Hindustan Times | ByAmitava Sanyal
Sep 20, 2008 11:08 PM IST

Fu Manchu, Genghis Khan, Dalí. If someone sprung these words on an unsuspecting you and asked for the common thread, you would be forgiven for thinking them to be characters from a surreal videogame, writes Amitava Sanyal.

Fu Manchu, Genghis Khan, Dalí. If someone sprung these words on an unsuspecting you and asked for the common thread, you would be forgiven for thinking them to be characters from a surreal videogame. In reality, in the testosterone-charged world of half the human species, these are some of the more exquisite styles of moustaches.

HT Image
HT Image

Dainty or daunting, curly or straight, it’s the crop that separates the men from the boys. (No offence to those who choose to keep none — but, by the ‘whiskers of Kurvi-Tasch’, don’t they too have to take care of the crop ritualistically every morning?) In effect, it’s one of the few visible things men get to fuss over.

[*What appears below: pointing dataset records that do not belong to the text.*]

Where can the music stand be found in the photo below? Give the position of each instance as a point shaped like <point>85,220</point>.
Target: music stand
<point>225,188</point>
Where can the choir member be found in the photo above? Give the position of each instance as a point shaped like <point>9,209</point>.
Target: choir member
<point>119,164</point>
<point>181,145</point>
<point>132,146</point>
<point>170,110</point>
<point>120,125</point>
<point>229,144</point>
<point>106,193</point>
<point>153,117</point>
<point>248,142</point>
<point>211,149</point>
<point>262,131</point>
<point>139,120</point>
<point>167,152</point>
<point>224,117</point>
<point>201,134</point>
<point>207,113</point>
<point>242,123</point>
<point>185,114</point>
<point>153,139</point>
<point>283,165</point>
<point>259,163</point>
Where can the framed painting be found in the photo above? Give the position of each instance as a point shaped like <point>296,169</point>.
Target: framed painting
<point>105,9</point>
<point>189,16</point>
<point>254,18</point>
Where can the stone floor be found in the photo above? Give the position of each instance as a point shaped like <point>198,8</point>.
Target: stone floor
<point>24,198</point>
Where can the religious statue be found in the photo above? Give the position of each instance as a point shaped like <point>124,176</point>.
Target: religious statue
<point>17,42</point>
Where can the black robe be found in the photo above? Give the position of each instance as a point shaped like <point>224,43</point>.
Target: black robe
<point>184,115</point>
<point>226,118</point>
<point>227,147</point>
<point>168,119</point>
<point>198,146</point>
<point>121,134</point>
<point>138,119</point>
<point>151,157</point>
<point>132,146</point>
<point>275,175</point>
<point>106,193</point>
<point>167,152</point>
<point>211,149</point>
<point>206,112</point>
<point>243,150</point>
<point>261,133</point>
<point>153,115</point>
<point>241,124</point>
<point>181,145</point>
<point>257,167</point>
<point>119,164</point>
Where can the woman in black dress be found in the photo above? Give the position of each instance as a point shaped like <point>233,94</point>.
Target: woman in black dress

Perhaps we, the subcontinental males, fuss over our crop-on-the-upper-lip more than our brethren in other parts of the world. The fruits of our gardening sure mark us out.

Long before the hollering hirsute of Singur, the Tata group faced a prickly situation in faraway South Korea. Alan Rosling, executive director at Tata Sons in charge of acquisitions, reveals that facial hair created a mild cultural dissonance when Tata Motors bought Daewoo. None of the Koreans sported a moochh, while many of the Indians did. Over time, it just so happens that the expat Tata employees over there have chosen to put up a clean face.

It’s not just that we have more moustaches than in the rest of the world (we have most of almost everything); but we have some of them in unmistakable, hair-raising styles. Here are two flowers from the brambly Indian garden.

Jalebi Coil: It can come with as many spirals as your household would allow. But there is a cautionary tale for those who choose to go the length. Ram Singh Chauhan of Jaipur, the gardener of a jalebi 12-and-a half feet tip-to-tip, does not want to flaunt it in public anymore. This employee of Rajasthan Tourism has displayed his pride to thousands at several fairs at home and away. But these days he has been hiding his coil in the manner of “the snake around Shivji’s neck”, sheathed from view. The reason: a decade ago, an awestruck motorcyclist ogling at his jalebi met with an accident. Managing such a growth is an enterprise — it takes Chauhan more than 30 hours and Rs 1,000 a month to maintain it.

Thevar Thunder: This marriage of the moustache to the sideburns creates an awe-inspiring bridge and adds a jawline. No wonder it’s etched in Indian imagination by the Thevars of Tamil Nadu, a state where no superhero worth his dhishum can come on screen without a moustache. While the onscreen bristle has evolved from the Errol-Flynn-thin style of MGR to the thug’s thicket of Rajnikanth, the Thunderous One was popularised by Kamal Hasan’s Thevar Magan, informs Chennai-based cinematographer Soundar Rajan, who was himself forced to keep one for the first time by his wife.